Haru Glory, 16 ans, est un jeune garçon tout ce qu'il y a de plus typique dans un shonën. En effet, il vit tranquillement sur l'île Garage avec sa soeur aînée. Du basique quoi.
Mais voilà, comme Rave est un shônen il faut bien qu'il arrive quelques péripéties à notre héros. C'est pourquoi Hiro Mashima, le mangaka pervers à souhait, va mener la vie dure au jeune Haru pour le plus grand bonheur du lecteur. Plus concrètement, Haru va devoir traverser maintes et maintes péripéties et ce juste après qu'il ait pêché Plue !! « Mais qu'est ce que c'est que ce binz ? ».
Bah Plue c'est tout simplement une sorte de chien, avec un nez en forme de carotte, qui n'arrête pas de trembler et manger (véridique je vous assure). Accessoirement, Plue a le pouvoir de retrouver les morceaux de Rave, pierres sacrées de lumière qui sont les seules à pouvoir lutter contre les «Dark Bring» : les pierres maléfiques, que l'organisation «Demon Card» possède.
C'est d'après ces aveux de Shiba, l'ancien Rave Master, et la rencontre avec un membre de «Demon Card» qui Haru décide de partir à l'aventure afin de retrouver les fragments de Rave, de lutter contre «Demon Card» et tout logiquement de sauver le monde (faut pas oublier que l'on est dans un shônen).

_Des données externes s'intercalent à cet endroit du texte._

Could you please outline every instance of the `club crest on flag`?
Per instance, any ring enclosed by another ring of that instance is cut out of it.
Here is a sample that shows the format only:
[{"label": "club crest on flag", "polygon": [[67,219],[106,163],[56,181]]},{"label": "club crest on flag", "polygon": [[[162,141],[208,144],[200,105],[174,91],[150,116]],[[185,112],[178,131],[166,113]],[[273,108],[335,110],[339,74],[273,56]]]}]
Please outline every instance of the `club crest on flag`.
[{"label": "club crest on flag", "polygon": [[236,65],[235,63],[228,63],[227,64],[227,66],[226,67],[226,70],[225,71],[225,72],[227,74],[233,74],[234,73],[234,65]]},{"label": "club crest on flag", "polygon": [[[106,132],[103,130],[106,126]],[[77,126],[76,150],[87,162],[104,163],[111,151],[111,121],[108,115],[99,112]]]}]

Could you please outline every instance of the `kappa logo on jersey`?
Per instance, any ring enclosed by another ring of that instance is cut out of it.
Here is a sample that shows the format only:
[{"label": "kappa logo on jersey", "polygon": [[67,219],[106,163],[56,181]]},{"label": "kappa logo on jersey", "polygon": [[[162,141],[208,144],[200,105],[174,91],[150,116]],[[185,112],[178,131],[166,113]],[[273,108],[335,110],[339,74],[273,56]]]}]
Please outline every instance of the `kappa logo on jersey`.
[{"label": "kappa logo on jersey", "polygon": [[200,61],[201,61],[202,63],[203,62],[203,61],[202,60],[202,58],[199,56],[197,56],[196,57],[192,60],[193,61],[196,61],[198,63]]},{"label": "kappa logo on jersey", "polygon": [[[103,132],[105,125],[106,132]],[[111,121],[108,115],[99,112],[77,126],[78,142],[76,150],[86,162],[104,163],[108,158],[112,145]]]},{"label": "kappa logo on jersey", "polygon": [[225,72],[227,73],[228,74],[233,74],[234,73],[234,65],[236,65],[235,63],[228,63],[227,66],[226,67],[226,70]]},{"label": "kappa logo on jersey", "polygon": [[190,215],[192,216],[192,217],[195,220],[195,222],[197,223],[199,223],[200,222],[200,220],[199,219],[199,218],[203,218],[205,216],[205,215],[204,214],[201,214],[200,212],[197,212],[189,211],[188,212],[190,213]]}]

Au pays du soleil levant, Groove Adventure Rave est le dernier ovni qui plane sur l'horizon japonais. Pourtant, la concurrence est rude avec en tête One piece, Hunter X Hunter, Naruto ou le nouvel outsider Bleach.

Doit-on alors se fier au public japonais et foncer directement acheter cette nouvelle série ?

Sincèrement, à la lecture de Rave j'ai toujours des sentiments mitigés. Car Rave c'est en fait une petite pincée de tout ce qui marche dans les mangas. On a la nette impression que Hiro Mashima s'est juste contenté de piocher ses idées ça et là dans les oeuvres qui l'ont influencé, puis il a secoué toutes ces idées et a pondu Rave. Ainsi, le héros ressemble plus que vaguement à un célèbre Cloud de Final Fantasy 7ème du nom. L'univers est d'ailleurs lui aussi très emprunt des jeux vidéo avec le système d'augmentation des armes, de Level up...
Ce copiage se fait aussi ressentir au niveau du style de l'auteur. On a cesse de retrouver des similitudes avec les traits de Oda le mangaka de One Piece.
Pourtant, Groove Adventure Rave n'est pas pour autant un mauvais manga. L'auteur nous propose tout de même un shônen rafraîchissant et divertissant, au graphisme correct. De plus, Hiro Mashima ne cesse de s'améliorer au fil des volumes. Ainsi, dès le volume 5 on commence à prendre du plaisir à lire Rave et à être surpris par le scénario. Donc si Mashima continue dans cette lancée, Rave pourrait réellement s'avérer être un des meilleurs shônen du marché. La série comptant actuellement 23 volumes au Japon il y a de bonnes chances que nos voeux soient exaucés. Enfin, l'auteur sait créer des petits détails qui rendent l'histoire plus amusante et recherchée comme par exemple les noms qui ont tous un rapport avec la musique.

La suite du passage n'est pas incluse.